En Steiner vervolgt zijn betoog: "Om dit te begrijpen moeten wij er rekening mee houden in welke zin het woord 'God' in die tijd gebruikt werd. Dat kan men gemakkelijk inzien als men het kapittel leest waarin Christus aangeklaagd werd omdat hij beweerde één te zijn met de Vader. Jezus antwoordde zijn aanklagers: 'Staat in de wet niet geschreven [Psalmen 82:6]: ik heb gezegd: gij zijt goden?' (Joh.10:34). Daarmee bedoelde Christus: in het innerlijkste van de mensenziel leeft er iets goddelijks. 'Gij zijt goden!' betekent: een god woont in u! Dit goddelijke is iets anders dan de persoon die hier tussen geboorte en dood leeft; het is ook iets anders dan hetgeen een mens van zijn ouders overerft. Vanwaar komt dit goddelijke, deze individualiteit in de mens?
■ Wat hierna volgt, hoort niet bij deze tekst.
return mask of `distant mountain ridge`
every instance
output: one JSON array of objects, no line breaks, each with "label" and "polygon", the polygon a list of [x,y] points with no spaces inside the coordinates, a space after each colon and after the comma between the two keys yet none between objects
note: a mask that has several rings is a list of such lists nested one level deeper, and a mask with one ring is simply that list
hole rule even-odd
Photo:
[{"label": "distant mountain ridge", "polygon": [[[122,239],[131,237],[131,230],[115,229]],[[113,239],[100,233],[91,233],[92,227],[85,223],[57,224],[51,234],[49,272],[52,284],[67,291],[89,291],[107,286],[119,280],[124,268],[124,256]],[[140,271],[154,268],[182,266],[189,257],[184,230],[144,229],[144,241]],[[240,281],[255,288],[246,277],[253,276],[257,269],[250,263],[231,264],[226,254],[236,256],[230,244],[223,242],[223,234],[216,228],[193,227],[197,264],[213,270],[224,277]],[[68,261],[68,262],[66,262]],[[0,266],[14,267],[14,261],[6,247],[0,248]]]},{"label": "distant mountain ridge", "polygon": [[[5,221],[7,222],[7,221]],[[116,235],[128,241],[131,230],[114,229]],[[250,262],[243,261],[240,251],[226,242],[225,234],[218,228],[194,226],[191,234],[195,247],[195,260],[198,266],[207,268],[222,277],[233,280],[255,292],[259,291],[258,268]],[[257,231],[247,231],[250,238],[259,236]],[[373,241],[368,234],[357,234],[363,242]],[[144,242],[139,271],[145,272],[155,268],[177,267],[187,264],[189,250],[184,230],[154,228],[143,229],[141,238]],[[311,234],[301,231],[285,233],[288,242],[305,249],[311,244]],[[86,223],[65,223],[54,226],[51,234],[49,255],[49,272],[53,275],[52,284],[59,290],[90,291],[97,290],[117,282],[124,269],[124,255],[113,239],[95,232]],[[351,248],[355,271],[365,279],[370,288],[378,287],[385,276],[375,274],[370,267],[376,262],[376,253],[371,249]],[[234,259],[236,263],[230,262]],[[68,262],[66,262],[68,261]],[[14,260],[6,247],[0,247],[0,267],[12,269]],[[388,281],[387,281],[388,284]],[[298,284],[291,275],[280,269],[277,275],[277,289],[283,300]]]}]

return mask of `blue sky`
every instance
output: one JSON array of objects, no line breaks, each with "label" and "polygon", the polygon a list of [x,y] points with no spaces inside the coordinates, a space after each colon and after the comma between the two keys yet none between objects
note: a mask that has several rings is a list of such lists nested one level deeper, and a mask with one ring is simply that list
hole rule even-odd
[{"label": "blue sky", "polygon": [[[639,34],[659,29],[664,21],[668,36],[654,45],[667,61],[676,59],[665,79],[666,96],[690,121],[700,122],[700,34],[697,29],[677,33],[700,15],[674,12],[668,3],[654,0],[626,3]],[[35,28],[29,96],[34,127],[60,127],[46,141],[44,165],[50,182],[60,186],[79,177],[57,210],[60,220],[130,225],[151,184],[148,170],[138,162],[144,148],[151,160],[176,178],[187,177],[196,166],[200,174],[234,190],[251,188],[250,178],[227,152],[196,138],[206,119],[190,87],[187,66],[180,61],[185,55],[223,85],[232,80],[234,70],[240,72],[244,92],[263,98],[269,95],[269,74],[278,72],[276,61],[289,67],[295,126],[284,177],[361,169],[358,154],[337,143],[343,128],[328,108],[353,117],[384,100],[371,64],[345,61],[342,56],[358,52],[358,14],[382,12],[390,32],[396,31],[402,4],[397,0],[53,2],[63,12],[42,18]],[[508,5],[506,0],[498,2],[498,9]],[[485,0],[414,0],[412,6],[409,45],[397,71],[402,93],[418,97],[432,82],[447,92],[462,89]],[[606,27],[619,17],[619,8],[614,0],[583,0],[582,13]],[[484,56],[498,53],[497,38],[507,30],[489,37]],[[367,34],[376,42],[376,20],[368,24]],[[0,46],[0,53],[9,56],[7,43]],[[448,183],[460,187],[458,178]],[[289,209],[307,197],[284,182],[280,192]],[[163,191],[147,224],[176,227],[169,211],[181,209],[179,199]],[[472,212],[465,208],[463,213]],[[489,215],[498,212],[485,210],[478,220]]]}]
Het gaat van wederbelichaming naar wederbelichaming, doorheen de opeenvolgende aardelevens. Vanuit vroegere aardelevens komt deze individualiteit. Noch de ouders van de blinde hebben gezondigd, noch hijzelf. Maar in een vroeger leven heeft deze mens de oorzaak gelegd waardoor hij in dit leven blind geboren werd. Blind is hij geboren, doordat de werken van de God in hem zich in dit leven in zijn blindheid openbaren. Karma, de wet van oorzaak en gevolg, wordt hier klaar en duidelijk door de Christus Jezus aangetoond."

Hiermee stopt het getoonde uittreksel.